Tayy-ı Mekân (Bir Anda Çok Uzak Mesafeleri Kat Edebilme)

BOLU VE DÜZCE TÜRBELERİ/YATIRLARI ETRAFINDA OLUŞAN ANLATMALARDAKİ KERAMET MOTİFLERİ

2.1. Velinin Kendi Bedeninde Cereyan Eden Keramet Motifleri

2.1.1. Tayy-ı Mekân (Bir Anda Çok Uzak Mesafeleri Kat Edebilme)

Zaman ve mekânı insanüstü bir kuvvetle geçmek, zamanda ve mekânda yol almak mânâsına gelen tayy-ı zaman ve tayy-ı mekân, menkıbelerde sık başvurulan bir keramet motifidir. Kısa mesafeden, uzak mesafelere gidip gelme, tasavvufta tayy-ı mekân ve tayy-ı zaman olarak ifade edilir. Bu durum, genellikle velinin Mekke’ye, Medine’ye, Şam’a gidip gelmesi olarak karşımıza çıkar (Aday, 2013: 263).

Tayy-ı mekân motifi, genel olarak velinin kutsal topraklara gitmesiyle ün salan bir motiftir. Ancak Anadolu Türk efsanelerinde savaş, kıtlık gibi zor dönemlerde veliler kerametlerinde bu motife yer vermiştir. Kimi zaman Çanakkale Savaşında savaşan askere kimi zaman da dağda aç kalan çobana yardım eden veliler bu motifi alışılagelmişin dışında kullanmışlardır.

Bu motif gerek Sünnî gerek Bektaşî menâkıbnamelerinde oldukça sık kullanılagelmiştir. Köken itibarıyla baktığımız zaman ise mitolojik kaynaklı olmakla beraber asıl olarak Kur’an-ı Kerim kaynaklı motifler arasında da gösterilmektedir. Eski Türk dininde şamanların uzak mesafeleri kısa sürede aştığı söylenmektedir. Şaman ve suyla insanın yerdeki muhafızıdır. Suyla, at gözlüdür (at karaktuu Kaa-Suyla) bu sebeple otuz günde ulaşılabilecek uzaklıktaki yerleri bile görebilmektedir (Anohin, 2006: 14). Kur’an-ı Kerim’de ise tayy-ı mekân olarak düşünebileceğimiz ayetler şunlardır:

“Ben onu, sen gözünü açıp kapamadan önce sana getiririm.” dedi. (Süleyman A.S) böylece onun yanında (önünde) durduğunu görünce: Bu Rabbimin bir fazlıdır (lütfudur), ben şükredecek miyim yoksa küfür (nankörlük) mü edeceğim diye beni imtihan etmek için. dedi.
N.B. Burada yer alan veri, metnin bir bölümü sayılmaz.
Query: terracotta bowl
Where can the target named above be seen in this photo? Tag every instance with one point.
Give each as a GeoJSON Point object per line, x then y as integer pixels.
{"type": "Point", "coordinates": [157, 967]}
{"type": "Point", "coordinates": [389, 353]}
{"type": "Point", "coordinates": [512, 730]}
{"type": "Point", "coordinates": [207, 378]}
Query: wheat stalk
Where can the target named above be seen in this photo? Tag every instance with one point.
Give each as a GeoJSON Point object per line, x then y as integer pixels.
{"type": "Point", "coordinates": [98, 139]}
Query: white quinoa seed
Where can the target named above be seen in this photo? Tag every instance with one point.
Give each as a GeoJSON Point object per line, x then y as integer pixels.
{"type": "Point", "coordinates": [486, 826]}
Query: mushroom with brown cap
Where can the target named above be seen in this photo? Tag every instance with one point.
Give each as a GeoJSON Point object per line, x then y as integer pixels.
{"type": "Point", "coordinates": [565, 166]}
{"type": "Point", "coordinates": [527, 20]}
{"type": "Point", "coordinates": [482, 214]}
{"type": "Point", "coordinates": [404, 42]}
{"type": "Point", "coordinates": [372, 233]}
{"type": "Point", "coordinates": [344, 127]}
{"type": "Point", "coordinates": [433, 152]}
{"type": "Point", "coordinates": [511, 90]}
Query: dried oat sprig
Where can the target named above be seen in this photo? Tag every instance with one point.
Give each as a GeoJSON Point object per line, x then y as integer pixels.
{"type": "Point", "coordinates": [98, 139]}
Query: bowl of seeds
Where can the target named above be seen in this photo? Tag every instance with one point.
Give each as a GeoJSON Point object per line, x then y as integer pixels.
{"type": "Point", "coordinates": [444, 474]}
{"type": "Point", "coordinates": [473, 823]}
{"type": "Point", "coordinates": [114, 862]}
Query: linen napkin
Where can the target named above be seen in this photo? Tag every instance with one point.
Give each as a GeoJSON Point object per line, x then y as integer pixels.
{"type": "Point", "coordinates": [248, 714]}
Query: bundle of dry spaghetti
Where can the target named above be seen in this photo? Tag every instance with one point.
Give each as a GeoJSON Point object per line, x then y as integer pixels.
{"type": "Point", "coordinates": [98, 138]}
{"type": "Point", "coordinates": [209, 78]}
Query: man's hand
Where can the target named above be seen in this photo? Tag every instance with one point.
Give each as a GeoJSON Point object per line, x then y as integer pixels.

Ve kim şükrederse sadece kendi nefsi için şükreder. Ve kim küfrederse o taktirde muhakkak ki benim Rabbim Gani’dir, Kerim’dir.” (Nelm, 27/40)

“Kendisine âyetlerimizden bir kısmını gösterelim diye kulunu (Muhammed’i) bir gece Mescid-i Haram’dan çevresini bereketlendirdiğimiz Mescid-i Aksa’ya götüren Allah’ın şanı yücedir. Hiç şüphesiz O, hakkıyla işitendir, hakkıyla görendir.” (İsra 17/1)

Tayy-ı mekân, pîrlerin, evliyaların yüceliğine işaret edilen motifler arasında gösterebileceğimiz en kuvvetli unsurlardandır. Halk arasında yaygın olan “Şeyh uçmaz, mürit uçurur!” sözünde velilerin aslında uçamadığına işaret edilmektedir. Buna rağmen bilinenin

86

aksine şeyhlerin uçabildiğine, uzak mesafeleri kısa zamanda alabildiğine dair yaygın bir inanç vardır (Kartal, 2017: 115).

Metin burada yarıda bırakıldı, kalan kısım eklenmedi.